One of the similarities between a hard money loan and a traditional loan is that both are secure. However, in the former, the security is the property for purchase that the lender will take over in case of non-payment of dues. In addition, hard money loans have a short approval timing, unlike a traditional financial institution where the approval process is quite stringent. Therefore, if you are looking for quicker approval, then hard money lenders are better options.

Hard money lenders have a separate set of rules that generally have minimal similarity with the rules and regulations of banks. They have the option of stating rules as per their choice, which can differ from one borrower to another. In the case of hard money loans, your creditworthiness is not a primary factor that will impact the approval of your money.

What is the process of approval for both types of loans?

While “traditional” is only a contextual category that helps state the difference, these are the usual sources from where people take loans. In this case, after you apply for a loan, the officials will ask for your credit history along with a few other documents, after which the investigation process will begin.

If the team concludes that you can repay the loan amount and everything else is alright, your loan will be approved. The different types of loans that fall under traditional loans include equity loans, personal loans, auto loans, and mortgage loans.

While all of these loans can also be availed from private lenders, the risk is higher in that case. A traditional money lending organization will approve a loan only after learning about your past and present financial situation. Therefore, the process is usually lengthy, and the risk is less.

In hard money loans, the lender will first learn about the nature and value of property an investor wants to purchase and refurbish. It is only then that the loan amount is sanctioned. While modern hard money lenders also check your financial situation, the investigation is on a very general level that is not rigorous.

As a result, the procedure is quite fast, and it usually takes just a couple of days before your loan is approved. However, one disadvantage of a hard money lender is that the amount of risk he takes is generally higher by not considering the borrower’s creditworthiness.

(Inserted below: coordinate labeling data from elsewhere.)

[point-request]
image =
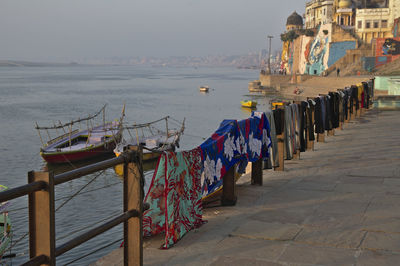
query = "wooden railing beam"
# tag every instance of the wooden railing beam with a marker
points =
(41, 218)
(133, 199)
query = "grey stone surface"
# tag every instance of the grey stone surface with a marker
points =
(269, 231)
(382, 241)
(337, 205)
(315, 255)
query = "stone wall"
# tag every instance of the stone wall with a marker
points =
(274, 81)
(338, 50)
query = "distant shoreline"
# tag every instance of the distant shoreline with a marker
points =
(12, 63)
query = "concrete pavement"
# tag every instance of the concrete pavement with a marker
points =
(337, 205)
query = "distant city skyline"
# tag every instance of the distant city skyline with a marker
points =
(67, 30)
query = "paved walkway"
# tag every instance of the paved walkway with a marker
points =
(338, 205)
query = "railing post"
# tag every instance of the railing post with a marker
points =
(229, 188)
(133, 200)
(256, 172)
(310, 143)
(41, 218)
(321, 137)
(281, 145)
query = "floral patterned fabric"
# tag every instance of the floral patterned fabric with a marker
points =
(233, 142)
(174, 196)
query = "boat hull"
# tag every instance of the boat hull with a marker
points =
(249, 104)
(80, 155)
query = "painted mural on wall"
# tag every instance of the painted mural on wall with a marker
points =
(287, 57)
(306, 43)
(338, 49)
(318, 55)
(396, 28)
(387, 50)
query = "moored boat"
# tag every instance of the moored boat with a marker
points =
(204, 88)
(152, 139)
(255, 86)
(5, 226)
(79, 145)
(249, 104)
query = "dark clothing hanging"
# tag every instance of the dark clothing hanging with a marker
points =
(310, 122)
(303, 125)
(319, 116)
(334, 107)
(328, 113)
(279, 123)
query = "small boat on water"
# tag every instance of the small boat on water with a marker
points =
(5, 226)
(78, 145)
(249, 104)
(255, 86)
(152, 139)
(204, 88)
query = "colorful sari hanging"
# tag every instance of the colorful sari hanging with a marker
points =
(174, 196)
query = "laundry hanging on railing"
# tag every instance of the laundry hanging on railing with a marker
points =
(233, 142)
(174, 196)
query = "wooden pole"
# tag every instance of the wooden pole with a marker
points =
(133, 200)
(256, 173)
(229, 188)
(281, 145)
(320, 137)
(41, 218)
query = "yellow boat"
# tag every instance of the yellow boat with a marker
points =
(249, 104)
(276, 104)
(204, 88)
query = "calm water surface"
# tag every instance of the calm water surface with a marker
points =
(43, 95)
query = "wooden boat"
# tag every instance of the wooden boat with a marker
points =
(5, 226)
(249, 104)
(204, 88)
(255, 86)
(78, 145)
(152, 139)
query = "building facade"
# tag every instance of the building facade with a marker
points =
(373, 23)
(318, 12)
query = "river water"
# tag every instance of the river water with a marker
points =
(47, 94)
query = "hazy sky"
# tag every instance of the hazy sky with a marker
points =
(73, 29)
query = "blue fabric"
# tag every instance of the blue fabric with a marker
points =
(234, 142)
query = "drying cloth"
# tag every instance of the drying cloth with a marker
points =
(233, 142)
(174, 196)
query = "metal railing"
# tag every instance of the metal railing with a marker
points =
(40, 191)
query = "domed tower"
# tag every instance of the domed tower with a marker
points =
(294, 22)
(344, 14)
(345, 4)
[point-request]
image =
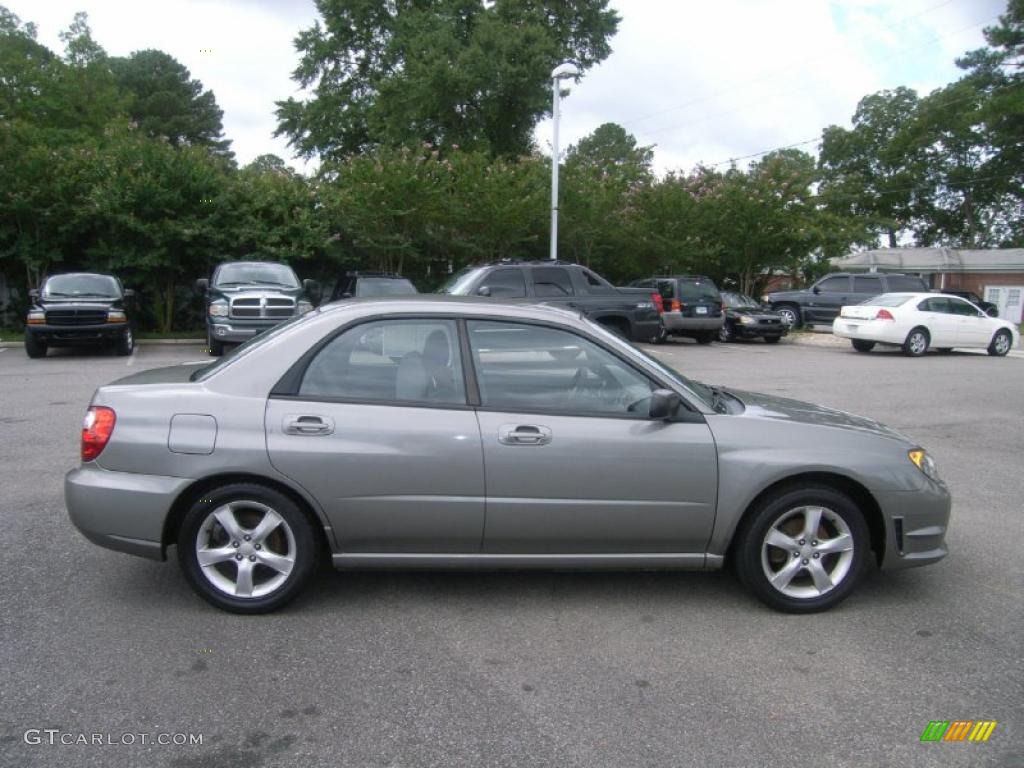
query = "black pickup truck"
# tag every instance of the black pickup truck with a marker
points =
(78, 308)
(628, 311)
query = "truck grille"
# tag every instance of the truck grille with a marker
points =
(273, 307)
(76, 316)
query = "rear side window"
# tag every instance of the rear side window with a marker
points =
(506, 283)
(698, 290)
(398, 361)
(905, 283)
(867, 285)
(552, 282)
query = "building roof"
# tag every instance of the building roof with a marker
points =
(935, 260)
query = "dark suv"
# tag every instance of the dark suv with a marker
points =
(821, 302)
(627, 311)
(358, 285)
(690, 305)
(244, 298)
(78, 308)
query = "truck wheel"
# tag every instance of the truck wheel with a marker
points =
(34, 347)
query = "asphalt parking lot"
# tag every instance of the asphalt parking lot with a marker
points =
(545, 669)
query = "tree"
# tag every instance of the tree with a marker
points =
(167, 102)
(875, 170)
(468, 73)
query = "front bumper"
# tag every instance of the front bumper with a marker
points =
(915, 526)
(59, 335)
(235, 331)
(678, 323)
(121, 510)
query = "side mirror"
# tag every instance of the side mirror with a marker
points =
(664, 403)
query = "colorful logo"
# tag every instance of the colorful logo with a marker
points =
(958, 730)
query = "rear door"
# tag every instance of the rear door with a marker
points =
(380, 433)
(573, 465)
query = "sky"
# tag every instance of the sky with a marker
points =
(702, 82)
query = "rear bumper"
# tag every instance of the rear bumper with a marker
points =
(677, 323)
(915, 526)
(60, 335)
(121, 510)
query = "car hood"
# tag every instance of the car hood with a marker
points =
(771, 407)
(168, 375)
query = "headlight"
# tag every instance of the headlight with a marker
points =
(925, 463)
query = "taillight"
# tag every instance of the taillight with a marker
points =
(96, 430)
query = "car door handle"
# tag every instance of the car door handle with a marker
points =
(308, 425)
(523, 434)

On the contrary, the borrower has to compensate the risk by paying slightly higher interest rates, and ultimately it becomes a more expensive loan. The repayment window is also shorter in the case of hard money loans.

If you are an investor and worry because a potential property may slip away from your hands because of the lack of funds, approaching a hard money lender is the best option. However, if you are looking for a loan that will demand lower interest and a longer repayment window, then a traditional loan is a better option for you.